L’élection du Président de la République, Bassirou Diomaye Faye, a ouvert une séquence politique porteuse à la fois d’espoir et d’exigence. Après le moment fondateur, l’attention se déplace naturellement de l’élan initial vers la capacité réelle de l’État à traduire les décisions en action durable. Gouverner consiste alors à faire agir l’appareil public avec méthode, discipline et continuité.
La phase initiale du quinquennat a permis de clarifier plusieurs lignes institutionnelles. La restauration d’une Primature pleinement fonctionnelle, la redéfinition de certains portefeuilles ministériels et la volonté affichée de rationalisation administrative constituent des signaux allant dans le bon sens. Ces ajustements ne produiront toutefois leurs effets que s’ils s’inscrivent dans une architecture d’exécution claire, lisible et cohérente, capable de soutenir l’action publique dans la durée.
L’enjeu central se situe désormais dans la chaîne décision–exécution. Trop souvent, les politiques publiques échouent en raison d’un défaut d’alignement entre les niveaux de décision, l’administration centrale et les territoires. Les circuits de validation restent fragmentés, les responsabilités insuffisamment définies et les mécanismes de suivi trop faibles. À terme, cette dispersion fragilise la crédibilité de l’action publique et nourrit la défiance.

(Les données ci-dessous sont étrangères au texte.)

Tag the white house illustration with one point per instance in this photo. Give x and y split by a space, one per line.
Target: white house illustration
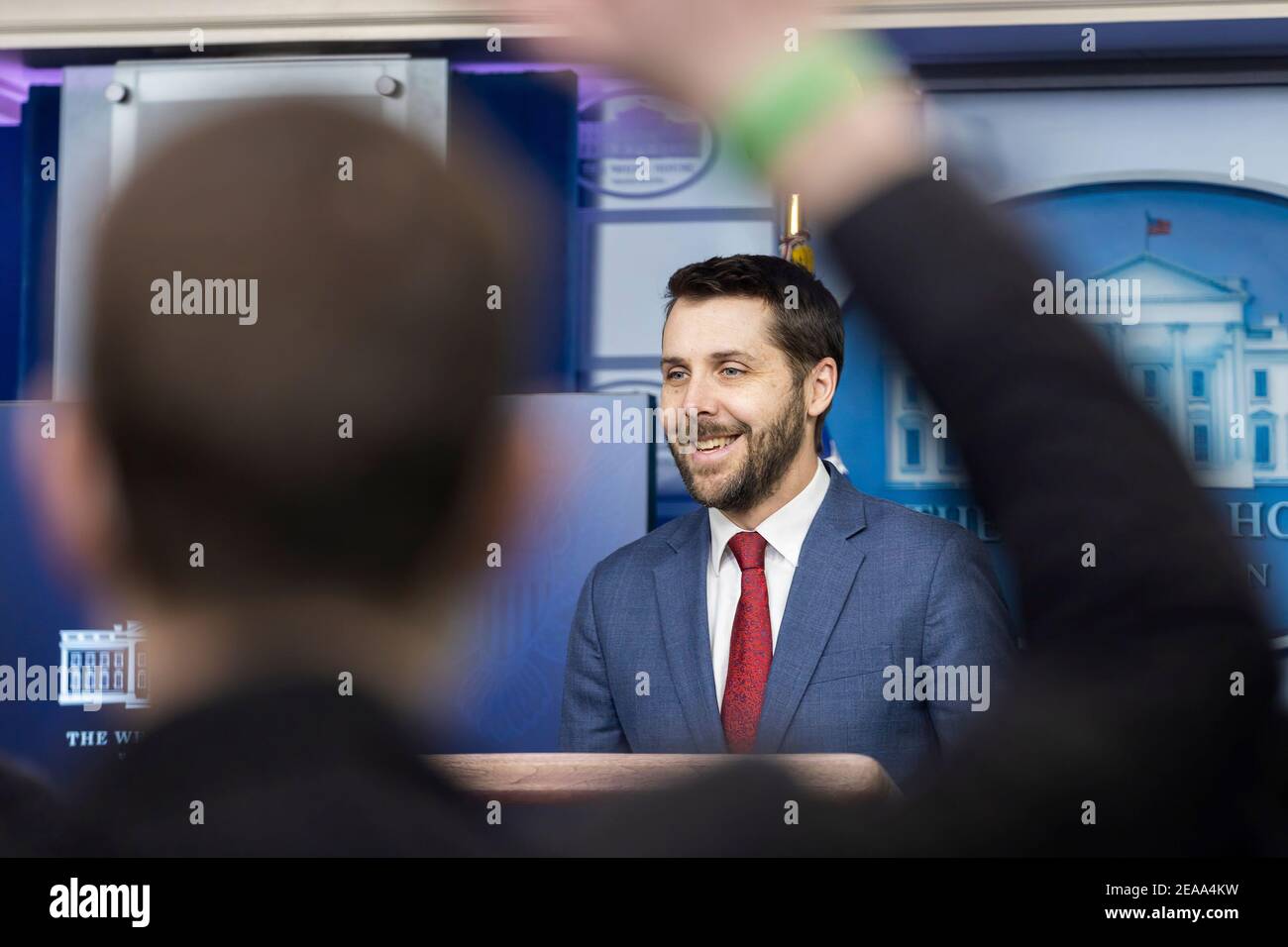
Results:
1197 359
108 667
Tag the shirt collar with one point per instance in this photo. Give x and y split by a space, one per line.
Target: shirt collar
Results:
785 530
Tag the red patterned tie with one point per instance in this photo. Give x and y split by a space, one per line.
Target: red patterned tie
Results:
751 647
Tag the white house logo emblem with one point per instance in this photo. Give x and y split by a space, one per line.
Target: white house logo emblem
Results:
103 667
1207 367
638 145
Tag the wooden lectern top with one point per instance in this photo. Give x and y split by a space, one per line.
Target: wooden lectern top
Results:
555 777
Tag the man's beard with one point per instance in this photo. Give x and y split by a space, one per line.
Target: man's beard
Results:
771 453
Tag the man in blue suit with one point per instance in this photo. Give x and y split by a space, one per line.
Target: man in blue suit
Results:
794 613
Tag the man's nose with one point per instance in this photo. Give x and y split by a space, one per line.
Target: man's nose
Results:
699 395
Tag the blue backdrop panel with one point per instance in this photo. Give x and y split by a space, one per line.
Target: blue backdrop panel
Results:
583 501
35 605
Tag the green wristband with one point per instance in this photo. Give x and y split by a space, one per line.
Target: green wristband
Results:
793 94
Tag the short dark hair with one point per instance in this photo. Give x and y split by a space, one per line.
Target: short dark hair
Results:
807 334
373 303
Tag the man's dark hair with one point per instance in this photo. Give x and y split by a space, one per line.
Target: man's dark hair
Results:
806 334
373 303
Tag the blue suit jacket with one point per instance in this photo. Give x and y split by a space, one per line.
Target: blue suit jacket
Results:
876 583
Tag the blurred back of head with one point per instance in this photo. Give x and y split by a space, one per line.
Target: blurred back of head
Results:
309 307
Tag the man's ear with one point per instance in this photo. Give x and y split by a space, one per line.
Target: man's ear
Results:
67 480
820 386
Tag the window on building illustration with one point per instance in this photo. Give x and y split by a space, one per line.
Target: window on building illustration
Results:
1262 453
1150 380
911 447
951 457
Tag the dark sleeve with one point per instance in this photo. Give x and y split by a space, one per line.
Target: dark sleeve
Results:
1126 696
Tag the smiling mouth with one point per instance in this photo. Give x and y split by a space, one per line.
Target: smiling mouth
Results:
716 445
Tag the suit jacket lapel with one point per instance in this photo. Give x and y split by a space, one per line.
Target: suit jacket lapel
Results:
823 579
682 599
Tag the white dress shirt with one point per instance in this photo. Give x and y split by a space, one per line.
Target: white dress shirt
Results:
785 535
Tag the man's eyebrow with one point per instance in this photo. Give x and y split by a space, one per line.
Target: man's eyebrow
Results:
732 356
729 356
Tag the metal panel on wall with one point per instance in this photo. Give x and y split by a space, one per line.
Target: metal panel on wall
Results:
114 115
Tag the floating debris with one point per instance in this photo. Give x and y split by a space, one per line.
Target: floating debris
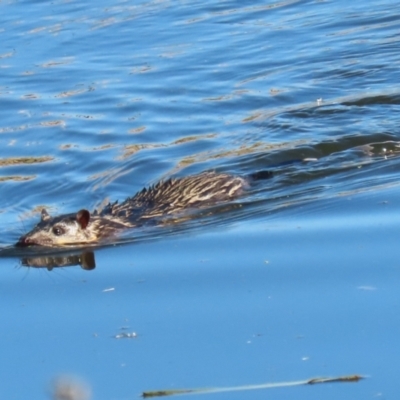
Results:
312 381
126 335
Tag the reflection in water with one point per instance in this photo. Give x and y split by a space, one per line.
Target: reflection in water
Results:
85 259
37 257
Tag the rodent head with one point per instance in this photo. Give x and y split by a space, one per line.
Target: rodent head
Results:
62 230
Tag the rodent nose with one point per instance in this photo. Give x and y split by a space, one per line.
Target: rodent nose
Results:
23 241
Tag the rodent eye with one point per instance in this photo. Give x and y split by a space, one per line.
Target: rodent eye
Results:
58 231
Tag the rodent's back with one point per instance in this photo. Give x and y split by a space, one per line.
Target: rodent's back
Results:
176 195
165 198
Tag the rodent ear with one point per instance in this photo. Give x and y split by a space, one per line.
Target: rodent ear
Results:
44 215
83 217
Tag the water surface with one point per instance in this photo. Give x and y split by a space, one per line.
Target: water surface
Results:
297 279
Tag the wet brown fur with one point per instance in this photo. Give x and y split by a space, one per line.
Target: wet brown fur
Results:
166 198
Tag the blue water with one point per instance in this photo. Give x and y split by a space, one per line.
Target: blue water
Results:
297 279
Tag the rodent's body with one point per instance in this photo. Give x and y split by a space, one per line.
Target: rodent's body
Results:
166 198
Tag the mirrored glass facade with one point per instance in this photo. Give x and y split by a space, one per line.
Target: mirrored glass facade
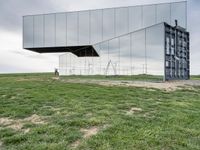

L’entrée en vigueur du budget constitue à cet égard une épreuve déterminante. Le budget est avant tout un instrument opérationnel, par lequel l’État s’engage sur des priorités, des calendriers et des résultats attendus. Faute de suivi rigoureux, d’arbitrages rapides et de coordination interministérielle effective, l’exécution budgétaire devient un point de vulnérabilité au lieu d’un levier de transformation.
La clarification des rôles entre la Présidence, la Primature et les ministères apparaît dès lors essentielle. La Présidence doit rester le lieu de l’impulsion stratégique et de l’arbitrage. La Primature doit disposer de l’autorité nécessaire pour coordonner, suivre et corriger l’action gouvernementale. Les ministères doivent, pour leur part, être responsabilisés autour de missions précises, assorties d’objectifs mesurables et de délais maîtrisés. Toute confusion entre ces niveaux affaiblit l’ensemble du dispositif institutionnel.
Le territoire constitue l’épreuve finale de l’exécution. C’est là que les politiques publiques prennent corps ou se délitent. La décentralisation ne saurait se réduire à un transfert formel de compétences. Elle suppose des administrations locales outillées, des circuits financiers fiables, une articulation claire avec l’État central et une capacité effective d’évaluation. À défaut, les ambitions nationales demeurent abstraites.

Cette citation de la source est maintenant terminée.